Configure LiteLLM proxy to route:

model_list:
  - model_name: cyber
    litellm_params:
      model: openai/qwen36-cyber
      api_base: http://localhost:8100/v1
      api_key: not-needed

  - model_name: code
    litellm_params:
      model: openai/qwen36-code
      api_base: http://localhost:8200/v1
      api_key: not-needed

  - model_name: orchestrator
    litellm_params:
      model: openai/qwen36-orch
      api_base: http://localhost:8300/v1
      api_key: not-needed

router:
  routing_strategy: simple
  model_group_alias:
    cybersecurity: cyber
    coding: code
    orchestration: orchestrator

All three models share the same ~/.cache/huggingface directory via volume mount, eliminating redundant downloads. The first run downloads 35 GB of FP8 weights; subsequent runs start immediately.

Monitoring and Failover

IronClaw provides watchdog auto-recovery. If an Atlas container crashes, systemd restarts it within 60 seconds. Multi-model routing must handle transient failures:

import litellm

response = litellm.completion(
    model="openai/qwen36-code",
    messages=[{"role": "user", "content": "Write a Python class for HTTP retries"}],
    api_base="http://localhost:8200/v1",
    fallback=["openai/qwen36-cyber"],
    timeout=30,
    num_retries=3
)

The fallback list provides graceful degradation if the specialised model is down. This pattern is production-tested in the vLLM stack but relies on LiteLLM's translation layer, which sometimes obscures root causes in failures.

The Road Ahead

Atlas's open-source release is "coming soon," according to the developers. Until then, production deployment means accepting the AGPL license and alpha quality. The Rust codebase compiles cleanly on GB10, and community builds exist for ASUS GX10.

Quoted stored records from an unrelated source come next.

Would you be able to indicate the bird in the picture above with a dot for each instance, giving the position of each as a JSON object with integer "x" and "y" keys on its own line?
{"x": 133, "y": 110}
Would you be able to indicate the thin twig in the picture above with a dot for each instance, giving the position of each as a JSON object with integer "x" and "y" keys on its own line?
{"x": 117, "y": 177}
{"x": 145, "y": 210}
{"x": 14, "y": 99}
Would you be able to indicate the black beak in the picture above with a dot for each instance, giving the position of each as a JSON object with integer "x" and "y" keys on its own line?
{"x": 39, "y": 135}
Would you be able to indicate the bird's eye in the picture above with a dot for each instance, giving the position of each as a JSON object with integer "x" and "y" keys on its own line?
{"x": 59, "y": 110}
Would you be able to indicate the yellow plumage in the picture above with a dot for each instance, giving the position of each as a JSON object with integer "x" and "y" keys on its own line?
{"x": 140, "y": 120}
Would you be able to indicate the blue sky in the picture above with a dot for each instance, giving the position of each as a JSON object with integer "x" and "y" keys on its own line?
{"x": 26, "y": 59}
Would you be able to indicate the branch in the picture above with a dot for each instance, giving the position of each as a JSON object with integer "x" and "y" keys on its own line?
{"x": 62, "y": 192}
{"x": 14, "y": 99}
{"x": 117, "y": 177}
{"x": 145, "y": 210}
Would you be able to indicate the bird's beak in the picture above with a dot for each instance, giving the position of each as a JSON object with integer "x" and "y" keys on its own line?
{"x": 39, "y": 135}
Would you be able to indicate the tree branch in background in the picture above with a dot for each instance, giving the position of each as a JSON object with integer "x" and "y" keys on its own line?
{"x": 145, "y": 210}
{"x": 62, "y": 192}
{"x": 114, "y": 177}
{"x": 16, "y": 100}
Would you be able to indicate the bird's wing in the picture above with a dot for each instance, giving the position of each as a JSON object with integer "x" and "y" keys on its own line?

The broader question: when does local inference beat cloud APIs? At 100 tok/s on a 35B MoE model, local throughput rivals commercial endpoints including GPT-5.5. The break-even point depends on query volume and hardware amortisation. For high-throughput production workloads, the economics increasingly favour on-premise deployments—especially when you can run three specialised models on one machine without API costs.